Guest Post: Two (Senate) Officers and a Gentleman
By Senate Sergeant-at-Arms Tony Beard and Greg Schmidt, Secretary of the Senate.
The day started with the usual grey West Coast beach overcast which, as the bagpiper played, soon began to break. The morning sunlight gradually crept through the stained glass windows, filling the sanctuary of the American Martyrs Catholic Church with a sense of warmth and welcome.
The people who had come this day to celebrate the life of long-time senator Robert Graham Beverly numbered about 250, including former California senator and Governor George Deukmejian, Former Assembly Speaker Willie Brown, Attorney General and former Governor Jerry Brown, Secretary of State Debra Bowen, Assemblyman Charles Calderon and former legislators Richard Alatorre, Mike Roos, and Jerry Felando.
There was also a special friend and emissary — Don Maddy, the son of Beverly’s closest friend, the late Senator Ken Maddy — and numerous friends, professional associates and neighbors.
Beverly’s wife of 64 years, Bettilu, along with her family, greeted us as we entered the church. Once seated, we were greeted by a large black and white photograph of Beverly as a candidate, very Kennedy-like, coatless with shirt and tie, sitting on the top of the back seat of a white convertible, white hair, a broad smile, waving to the crowd in front of him. On this day that crowd was us. It was hard not to wave back. It made you smile, just remembering.
After the Catholic ceremony, we were treated to various remembrances of this man — father, grandfather, husband, Ssenator.
Superior Court Judge Hollingsworth, a former law partner, remembered their struggles in the early days. How they spent time pitching pennies with each other in the office waiting for the phone to ring. How their careers as lawyers grew, right up to Judge Hollingsworth’s appointment to the Superior Court bench where later in his career he was asked to serve in the South Bay Superior Court, so it would be easier for him to have his weekly Friday lunch with his pal, Bob Beverly.
It was evident that change of location was “influenced quietly by the Senator”.
Judge Bill Keene, who said, “his credentials were in order to recall his 60-year friend.” said that Bob, “sang from inside” as a state senator. How he was meant to fill that seat. How the judge’s favorite Yiddish word was “mensch” . How it meant someone of consequence, someone to be emulated and admired, someone of noble character, with a sense of dignity and a sense of what is right.
That was Bob Beverly, as a senator and person.
He recalled that on the death of George Gershwin, it was said by a friend, “I don’t have to believe it if I do not want to.” And with great poignancy stated, “Bob Beverly died on October 14th 2009 and I don’t have to believe it if I don’t want to.”
Beverly’s young Grandson, Angus, recalled conversations with his grandfather, doing word scrambles and the senator’s love of American history. How his grandfather taught him confidence and integrity.

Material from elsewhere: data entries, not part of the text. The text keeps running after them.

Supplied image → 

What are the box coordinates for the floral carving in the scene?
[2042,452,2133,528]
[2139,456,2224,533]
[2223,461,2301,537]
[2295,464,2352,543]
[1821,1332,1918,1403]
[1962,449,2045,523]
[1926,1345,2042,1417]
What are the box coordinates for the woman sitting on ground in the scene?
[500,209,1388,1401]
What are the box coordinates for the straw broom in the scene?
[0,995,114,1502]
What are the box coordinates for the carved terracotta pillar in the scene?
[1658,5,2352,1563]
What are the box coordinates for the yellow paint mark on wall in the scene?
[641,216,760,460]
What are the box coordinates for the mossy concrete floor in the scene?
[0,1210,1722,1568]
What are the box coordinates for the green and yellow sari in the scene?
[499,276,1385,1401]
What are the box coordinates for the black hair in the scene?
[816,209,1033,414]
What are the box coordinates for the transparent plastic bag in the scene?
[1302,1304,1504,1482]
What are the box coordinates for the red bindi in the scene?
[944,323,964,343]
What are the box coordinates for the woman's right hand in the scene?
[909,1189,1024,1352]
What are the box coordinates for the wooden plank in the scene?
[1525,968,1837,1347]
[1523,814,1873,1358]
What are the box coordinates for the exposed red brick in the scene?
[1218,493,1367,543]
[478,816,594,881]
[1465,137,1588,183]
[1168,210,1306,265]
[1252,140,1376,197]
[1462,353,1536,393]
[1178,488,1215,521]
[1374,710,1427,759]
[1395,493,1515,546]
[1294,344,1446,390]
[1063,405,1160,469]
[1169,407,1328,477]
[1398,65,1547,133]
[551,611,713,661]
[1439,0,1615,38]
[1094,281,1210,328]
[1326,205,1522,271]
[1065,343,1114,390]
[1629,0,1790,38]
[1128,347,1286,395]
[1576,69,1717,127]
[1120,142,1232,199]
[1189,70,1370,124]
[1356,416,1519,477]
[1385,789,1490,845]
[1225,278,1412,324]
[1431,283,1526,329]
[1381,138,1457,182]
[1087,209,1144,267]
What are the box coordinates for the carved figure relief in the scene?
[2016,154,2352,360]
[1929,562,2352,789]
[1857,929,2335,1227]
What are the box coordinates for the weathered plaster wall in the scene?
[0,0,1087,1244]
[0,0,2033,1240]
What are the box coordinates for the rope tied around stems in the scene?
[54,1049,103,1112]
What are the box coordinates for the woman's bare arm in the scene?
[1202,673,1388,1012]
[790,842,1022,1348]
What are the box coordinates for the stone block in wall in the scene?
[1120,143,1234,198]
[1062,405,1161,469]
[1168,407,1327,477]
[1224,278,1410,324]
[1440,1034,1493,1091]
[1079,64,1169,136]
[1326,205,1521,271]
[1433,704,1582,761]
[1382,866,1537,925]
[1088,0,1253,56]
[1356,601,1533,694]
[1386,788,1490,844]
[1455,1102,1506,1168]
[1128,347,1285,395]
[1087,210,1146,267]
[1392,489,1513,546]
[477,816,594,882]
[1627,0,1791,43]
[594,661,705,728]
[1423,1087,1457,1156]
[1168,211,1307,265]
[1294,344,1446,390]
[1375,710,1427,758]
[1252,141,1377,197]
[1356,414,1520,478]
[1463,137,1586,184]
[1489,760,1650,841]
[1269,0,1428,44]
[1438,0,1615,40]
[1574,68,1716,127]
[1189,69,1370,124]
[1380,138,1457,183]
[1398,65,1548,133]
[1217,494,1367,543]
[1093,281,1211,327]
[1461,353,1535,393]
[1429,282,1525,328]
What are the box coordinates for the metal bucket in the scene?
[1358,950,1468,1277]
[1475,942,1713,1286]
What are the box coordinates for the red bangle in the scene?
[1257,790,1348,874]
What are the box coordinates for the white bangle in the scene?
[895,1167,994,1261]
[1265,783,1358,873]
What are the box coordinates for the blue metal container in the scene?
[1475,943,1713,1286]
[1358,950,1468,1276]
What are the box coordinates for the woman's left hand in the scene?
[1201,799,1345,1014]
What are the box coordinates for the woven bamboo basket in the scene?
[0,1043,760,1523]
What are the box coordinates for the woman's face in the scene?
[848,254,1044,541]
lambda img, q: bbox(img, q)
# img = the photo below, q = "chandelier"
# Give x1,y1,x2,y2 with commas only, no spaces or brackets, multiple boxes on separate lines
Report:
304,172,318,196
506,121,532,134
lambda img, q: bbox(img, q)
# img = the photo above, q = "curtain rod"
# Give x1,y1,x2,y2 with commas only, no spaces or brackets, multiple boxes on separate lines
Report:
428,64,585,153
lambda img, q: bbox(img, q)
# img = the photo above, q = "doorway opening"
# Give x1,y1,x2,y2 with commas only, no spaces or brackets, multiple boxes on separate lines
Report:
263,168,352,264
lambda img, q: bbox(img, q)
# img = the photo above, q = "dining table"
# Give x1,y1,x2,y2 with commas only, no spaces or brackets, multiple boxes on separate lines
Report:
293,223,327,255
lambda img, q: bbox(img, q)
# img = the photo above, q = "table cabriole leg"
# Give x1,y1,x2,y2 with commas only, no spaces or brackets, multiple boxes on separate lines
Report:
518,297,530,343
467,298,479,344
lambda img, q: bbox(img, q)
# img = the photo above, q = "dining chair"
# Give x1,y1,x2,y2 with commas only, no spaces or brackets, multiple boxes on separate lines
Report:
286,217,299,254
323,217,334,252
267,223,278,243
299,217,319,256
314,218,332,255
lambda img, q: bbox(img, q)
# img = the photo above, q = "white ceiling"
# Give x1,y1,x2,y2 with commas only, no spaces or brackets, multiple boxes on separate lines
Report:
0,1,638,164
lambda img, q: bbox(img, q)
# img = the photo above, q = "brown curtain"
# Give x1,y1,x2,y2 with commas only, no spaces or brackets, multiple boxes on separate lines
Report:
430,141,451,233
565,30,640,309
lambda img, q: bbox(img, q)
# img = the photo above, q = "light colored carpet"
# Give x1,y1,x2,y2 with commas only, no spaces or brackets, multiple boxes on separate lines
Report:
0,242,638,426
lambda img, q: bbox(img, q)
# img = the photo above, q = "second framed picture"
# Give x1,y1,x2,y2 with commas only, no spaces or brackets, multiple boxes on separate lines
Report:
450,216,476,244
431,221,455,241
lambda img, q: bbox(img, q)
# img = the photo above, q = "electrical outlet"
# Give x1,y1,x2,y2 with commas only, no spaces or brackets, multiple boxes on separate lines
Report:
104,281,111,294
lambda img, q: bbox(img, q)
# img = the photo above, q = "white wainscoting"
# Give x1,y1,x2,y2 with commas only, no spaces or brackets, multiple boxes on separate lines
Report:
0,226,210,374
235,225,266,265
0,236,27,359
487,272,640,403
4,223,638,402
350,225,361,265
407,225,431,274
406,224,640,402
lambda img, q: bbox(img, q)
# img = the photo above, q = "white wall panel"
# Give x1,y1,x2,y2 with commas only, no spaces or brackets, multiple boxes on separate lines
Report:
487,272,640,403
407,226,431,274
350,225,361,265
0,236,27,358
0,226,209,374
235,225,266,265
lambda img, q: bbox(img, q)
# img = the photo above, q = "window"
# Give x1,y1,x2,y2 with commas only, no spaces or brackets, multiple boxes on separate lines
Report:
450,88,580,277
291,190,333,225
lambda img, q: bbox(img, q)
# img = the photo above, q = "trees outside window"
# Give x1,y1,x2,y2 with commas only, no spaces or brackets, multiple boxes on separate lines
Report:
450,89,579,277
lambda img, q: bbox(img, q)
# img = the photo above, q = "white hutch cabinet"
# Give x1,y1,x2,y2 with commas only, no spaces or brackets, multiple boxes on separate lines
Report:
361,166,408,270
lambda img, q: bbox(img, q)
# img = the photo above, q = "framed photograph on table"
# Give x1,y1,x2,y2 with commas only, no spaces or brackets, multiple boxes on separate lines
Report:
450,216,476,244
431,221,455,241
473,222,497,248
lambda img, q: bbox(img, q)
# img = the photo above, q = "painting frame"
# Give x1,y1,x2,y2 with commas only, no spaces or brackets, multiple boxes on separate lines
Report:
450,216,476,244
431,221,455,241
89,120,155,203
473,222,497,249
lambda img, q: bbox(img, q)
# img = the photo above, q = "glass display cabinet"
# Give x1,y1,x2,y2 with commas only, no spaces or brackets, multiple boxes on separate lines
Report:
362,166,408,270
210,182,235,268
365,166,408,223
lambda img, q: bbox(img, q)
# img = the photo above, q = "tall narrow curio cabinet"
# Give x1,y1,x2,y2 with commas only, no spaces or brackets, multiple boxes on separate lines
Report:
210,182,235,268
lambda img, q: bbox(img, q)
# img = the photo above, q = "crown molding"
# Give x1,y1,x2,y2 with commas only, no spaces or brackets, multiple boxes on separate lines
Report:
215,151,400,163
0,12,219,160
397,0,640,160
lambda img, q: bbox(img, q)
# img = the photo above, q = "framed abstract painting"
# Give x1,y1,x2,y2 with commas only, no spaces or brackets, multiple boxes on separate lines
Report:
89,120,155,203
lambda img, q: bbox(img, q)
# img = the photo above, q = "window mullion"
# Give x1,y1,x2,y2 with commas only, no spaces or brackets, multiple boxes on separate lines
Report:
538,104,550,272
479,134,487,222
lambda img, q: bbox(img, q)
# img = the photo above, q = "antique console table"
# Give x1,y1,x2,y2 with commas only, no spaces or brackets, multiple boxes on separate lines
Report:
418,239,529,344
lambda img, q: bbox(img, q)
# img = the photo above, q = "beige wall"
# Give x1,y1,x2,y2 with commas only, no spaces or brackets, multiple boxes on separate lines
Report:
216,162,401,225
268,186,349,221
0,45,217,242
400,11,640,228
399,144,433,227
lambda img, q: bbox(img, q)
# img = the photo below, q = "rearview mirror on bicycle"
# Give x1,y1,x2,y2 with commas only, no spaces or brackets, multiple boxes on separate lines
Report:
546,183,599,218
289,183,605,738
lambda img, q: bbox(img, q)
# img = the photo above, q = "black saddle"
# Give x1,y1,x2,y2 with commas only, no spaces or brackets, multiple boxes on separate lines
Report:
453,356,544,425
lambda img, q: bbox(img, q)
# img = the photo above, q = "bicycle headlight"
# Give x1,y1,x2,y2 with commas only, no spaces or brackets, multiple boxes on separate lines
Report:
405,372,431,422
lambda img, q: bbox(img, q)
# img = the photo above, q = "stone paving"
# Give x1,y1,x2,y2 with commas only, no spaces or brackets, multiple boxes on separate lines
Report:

He said he loved these conversations with his grandfather. Like the time Bob was discussing oil drilling and the effects on the environment with his daughter, Angus’ mother.
Angus joined the conversation, agreeing with his mother’s point of view and told his Republican grandfather, “Everyone knows Republicans do not care about the environment.”
The senator paused, and then reminded his grandson, “Teddy Roosevelt was a Republican and he cared about the environment. Don’t tell me Republicans do not care about the environment.”
He remembered the time they visited Washington D.C. How “they visited the various monuments and the conversations they had about them or the people they celebrated.
But one was especially important one, the World War II Memorial, where for the first time, he saw his grandfather cry.
“He was silent as his eyes teared up. I know it was for the people in that war that he cared about,” Angus said.
One of Beverly’s sons thanked the caregivers who gave their time to comfort his father during his last days. He told us a story about election brochures and why Bob believed everything printed should get out before Election Day “because there is nothing more useless than an election brochure the day after an election.”
It was a ceremony that truly reflected the impact of legislative term limits, since it was void of any active members of the Senate. Bob served 30 years in the Legislature, was vice chairman of the Rules Committee and routinely the upper house’s presiding officer, yet no current Senators were present.
Greg Schmidt and I were asked by a former member of the Assembly, “Where is the Senate?” to which Greg Schmidt replied, “I guess it’s us”.
In a different time, a quorum would have been present.
Our Secretary of the Senate said it so well: “Bob loved two things, life and the Senate. Life has subdivisions that were his privately: his family, his friends, his hometown, his history. But his love of the Senate was ours together.”
Beverly believed fervently in the value of our governmental system, where citizens might be elected and serve with others who become friends, joining together to make this state a better place.
“He was the last Republican senator to preside—not that the rules have changed, not because he was subservient to the majority, but because he believed it was HIS goddamn house.
“He was there and he made his own way.”
It was a ceremony befitting the gentlemen he was.